Ballets rarely use much plot. Ideally, if there’s a narrative at all, you want just enough to immerse the dance in emotion. Works that try to pack in convoluted twists and subplots dry out in a desert of pantomime.
Alexei Ratmansky’s “Namouna, a Grand Divertissement” is not one of those over-plotted ballets. To the contrary, it’s gleefully under-plotted, hinting at familiar ballet story elements (a lovestruck young man, virtuosic pirates, a sultry seductress, a demure mystery girl, a corps made up of identical, interchangeable women) but never bothering to knit them into a coherent story. “Namouna” is deliberately elusive, all intimation and no resonance, and as such, it’s charming but emotionally empty. Calling the work a “grand divertissement” is actually quite apt: for all its grandeur, it’s a trifle. That could be criticism, I suppose, but when the trifle is so delicious, why complain?
Ratmansky owes much of the work’s appeal to nineteenth-century composer Édouard Lalo, who really ought to be better known. His full-length Namouna, the inspiration for Ratmansky’s divertissement, never entered the canon, but the score is delightful, a sort of missing link between Tchaikovsky and Debussy: sweeping romanticism alight with oh-so-French sonorities, boundless energy, percussive rhythms, and sparkling, multihued orchestration.
On its own, Lalo’s spirited, exuberant music could stay on the proper side of proper, but the ballerinas’ attire confirms that Ratmansky is tipping the whole thing into camp. The women make their initial appearance wearing jet-black Louise Brooks wigs, which are plenty goofy but not nearly as goofy as the white-blond marcelled wigs they wear toward the end. The Brooks hair grew on me, but those bizarre marcelled caps are nothing but a distraction. The dresses, however, are gorgeous even in their quirkiness. Empire-waisted slips seem utterly shapeless at first, but they billow in diaphanous splendor at the slightest provocation. Later, the women wear stripped-down, deconstructed tutus—just a couple of stiff, translucent leaves articulating the waist—simple yet fairy-like.

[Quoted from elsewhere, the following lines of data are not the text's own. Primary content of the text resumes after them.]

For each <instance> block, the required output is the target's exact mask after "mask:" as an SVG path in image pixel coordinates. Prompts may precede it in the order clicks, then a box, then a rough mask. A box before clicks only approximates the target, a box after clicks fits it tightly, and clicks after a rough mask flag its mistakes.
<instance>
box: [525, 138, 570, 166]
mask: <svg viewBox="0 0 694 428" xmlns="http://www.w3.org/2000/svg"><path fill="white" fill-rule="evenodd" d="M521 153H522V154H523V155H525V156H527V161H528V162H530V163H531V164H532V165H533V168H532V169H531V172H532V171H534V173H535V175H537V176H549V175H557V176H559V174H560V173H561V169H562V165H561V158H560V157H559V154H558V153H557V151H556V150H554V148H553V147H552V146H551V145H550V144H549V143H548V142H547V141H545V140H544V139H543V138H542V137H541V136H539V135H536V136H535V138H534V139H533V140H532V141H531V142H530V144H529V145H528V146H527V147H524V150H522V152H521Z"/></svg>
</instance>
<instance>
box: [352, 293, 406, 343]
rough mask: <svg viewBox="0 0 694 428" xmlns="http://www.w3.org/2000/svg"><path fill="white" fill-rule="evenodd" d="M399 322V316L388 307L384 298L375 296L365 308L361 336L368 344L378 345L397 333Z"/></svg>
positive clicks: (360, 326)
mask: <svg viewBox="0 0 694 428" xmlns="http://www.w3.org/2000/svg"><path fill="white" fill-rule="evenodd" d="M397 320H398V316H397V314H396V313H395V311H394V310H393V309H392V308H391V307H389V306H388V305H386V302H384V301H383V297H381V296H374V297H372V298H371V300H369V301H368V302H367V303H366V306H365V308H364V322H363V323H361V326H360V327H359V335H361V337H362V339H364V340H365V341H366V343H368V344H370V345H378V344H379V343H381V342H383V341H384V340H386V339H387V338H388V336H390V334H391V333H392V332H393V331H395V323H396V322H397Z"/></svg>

The costumes work largely because they call attention to the ballerinas’ slender arms and long-legged grace, as does Ratmansky’s choreography, in which the appendages continually bend and angle themselves in interesting but distinctly non-classical ways. Legs curl; arms coil from the shoulder. Dancers leap about in a frenzy of point work. It’s stunningly virtuosic and almost willful in its refusal to take itself seriously.
The principal character is the questing man, the throughline in the hour-long work, but “Namouna” belongs to the three ballerinas who take center stage in succession: here Jenifer Ringer, Sara Mearns, and Wendy Whelan. Each gets a distinct character—Ringer, a vampy, twitchy smoker; Mearns, an alluring siren; and Whelan, an ethereal enigma (her specialty)—and each is captivating in her own way. You could probably find something academic to say about the splintered prima donna role (is each woman the elusive titular Namouna, a different side of a single personality?), but I think Ratmansky’s ballet is best appreciated simply as silly tweaking of the conventions of the canonical story ballets. What it lacks in passion or purpose, it makes up for in humor and panache.
– – – – –
For the record, Sunday’s program also included Balanchine’s “Who Cares?” but as that work is not one of my favorites, I decided to leave at intermission, which felt very freeing. Besides, it was a beautiful day.